「戦争中の物のない時代を知っているから捨てられない」というような言葉を時々耳にしますが、高度経済成長期に育った我々の年代でも、捨てられないのは同じです。
そもそも、生命の進化の過程で有り余るほど物が溢れていた時代があったのでしょうか。
食料にしても常に足りないのが普通で、病気になるほど食べ物が溢れている環境は、ほとんど無かったことでしょう。ですから、あればあるだけ食べようとするのは生存のために必要不可欠な本能で、ダイエットで痩せるということが難しいのは当然だと思います。
食料以外の生活物資や家財道具も同じだと思います。あればあるだけとっておく、もらえる物は何でももらっておくのが生存のためには当然正しい選択でした。
しかし、今や増えすぎた物が限られた生活空間を埋め尽くし、人の暮らしを豊かにするはずが、かえって圧迫するようになってきました。
せめて不要な物だけでも捨てよう。「でも壊れた物ばかりではないし、何かの時には使えそうだな~。もったいないな~。リサイクルできないかな~。色もキレイ、形もかわいい。思い出が…」。

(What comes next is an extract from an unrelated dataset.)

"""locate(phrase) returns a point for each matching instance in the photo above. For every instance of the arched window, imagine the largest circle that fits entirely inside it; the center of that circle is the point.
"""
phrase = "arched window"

捨てさせまいとする側はすでに感性、感情にまで進化していて体に染みついています。
一方、捨てる側は「不必要になった理由や理屈」を並べるのがやっと。まだ歴史が浅く、頭で考えているレベルです。これでは勝ち目はありません。
最近、「ときめき」を基準に物を捨てるという本が流行っているそうですが、これは捨てる側も感情に訴えるという意味では、画期的な発明と言えるかもしれません。
「物を捨てられない」のは、何億年もの進化の過程で身についたDNAのなせる仕業だと思います。
もしかしたら、物を捨てることで悩むのは「人類史上初」ということになるんでしょうか?